In one of my first conversations at ETGE, we discussed the role that social media plays in the sharing of news and information with people in older and younger generations. Undoubtedly, the way information is presented to both communities is different and may also vary based on platform, but no matter what, social media has expanded everyone’s access to information, discourse, and differing opinions on important issues. Conversational and casual sharing on social media can help reduce the burden of having to conduct individual research and read through an entire article to find the highlights, as most posts usually have a key quote or data point and link a different article for further reading.

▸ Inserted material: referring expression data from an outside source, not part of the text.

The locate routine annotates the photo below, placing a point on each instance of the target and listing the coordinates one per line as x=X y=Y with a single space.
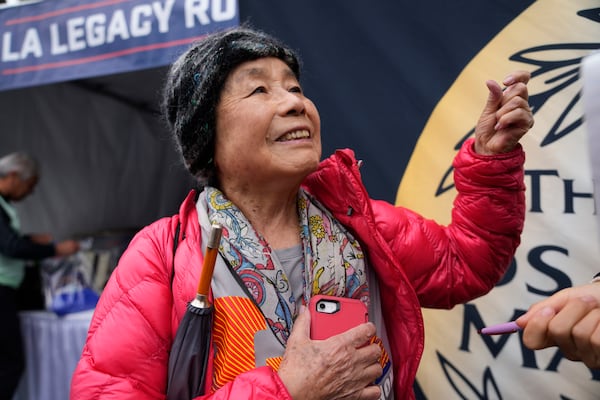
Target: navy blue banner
x=53 y=41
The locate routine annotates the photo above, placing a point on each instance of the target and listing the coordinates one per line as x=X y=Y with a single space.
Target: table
x=52 y=349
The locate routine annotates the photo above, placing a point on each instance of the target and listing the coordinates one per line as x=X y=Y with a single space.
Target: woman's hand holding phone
x=340 y=367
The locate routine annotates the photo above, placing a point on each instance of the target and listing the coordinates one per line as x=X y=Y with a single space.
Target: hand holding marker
x=507 y=327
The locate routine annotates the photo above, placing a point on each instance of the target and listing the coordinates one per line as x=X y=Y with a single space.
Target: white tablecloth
x=53 y=346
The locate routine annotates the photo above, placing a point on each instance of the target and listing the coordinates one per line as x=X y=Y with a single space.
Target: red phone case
x=349 y=313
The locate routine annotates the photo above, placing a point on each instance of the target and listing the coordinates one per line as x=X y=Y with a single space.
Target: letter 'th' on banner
x=590 y=70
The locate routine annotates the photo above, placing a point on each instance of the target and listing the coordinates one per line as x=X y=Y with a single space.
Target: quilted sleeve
x=454 y=264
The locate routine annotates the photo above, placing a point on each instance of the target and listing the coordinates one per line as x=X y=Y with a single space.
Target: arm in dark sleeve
x=14 y=245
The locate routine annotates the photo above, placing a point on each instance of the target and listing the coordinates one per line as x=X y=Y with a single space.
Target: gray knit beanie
x=193 y=88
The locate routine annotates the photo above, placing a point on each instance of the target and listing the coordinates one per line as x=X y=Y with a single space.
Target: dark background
x=375 y=70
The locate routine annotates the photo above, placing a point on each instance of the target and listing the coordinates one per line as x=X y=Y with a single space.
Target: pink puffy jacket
x=419 y=264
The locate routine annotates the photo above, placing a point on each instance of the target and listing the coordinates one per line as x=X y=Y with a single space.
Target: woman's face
x=267 y=131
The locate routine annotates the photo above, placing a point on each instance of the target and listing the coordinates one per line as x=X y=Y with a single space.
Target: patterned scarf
x=334 y=263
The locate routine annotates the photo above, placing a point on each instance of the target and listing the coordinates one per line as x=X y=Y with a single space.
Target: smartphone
x=330 y=315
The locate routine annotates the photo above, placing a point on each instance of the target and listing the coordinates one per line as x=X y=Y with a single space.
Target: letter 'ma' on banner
x=560 y=246
x=54 y=41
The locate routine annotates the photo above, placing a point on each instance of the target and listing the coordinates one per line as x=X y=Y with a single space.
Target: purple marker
x=507 y=327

However, there must be precautions for this. According to the Forbes article, How Social Media Has Changed How We Consume News, Nicole Martin highlights that the algorithms of social media make it so items that are highly liked and shared are those that are more shown. However, this makes the articles that are most “eye-catching” and “often exaggerated” to be seen most. This is often fake news. Therefore, it is important to take this lesson and tailor information to be more clear within the posts themselves. Social media platforms should be utilized to capture audiences and allow people to take in all information at once.
Education Technology Research Organizations use social media platforms to share information and inform audiences on causes they are passionate about and working on. The key insights highlighted throughout this blog can help ETGE best maximize the use of the Bud to Blossom platform to engage both general and narrowed audiences, such as school administrators.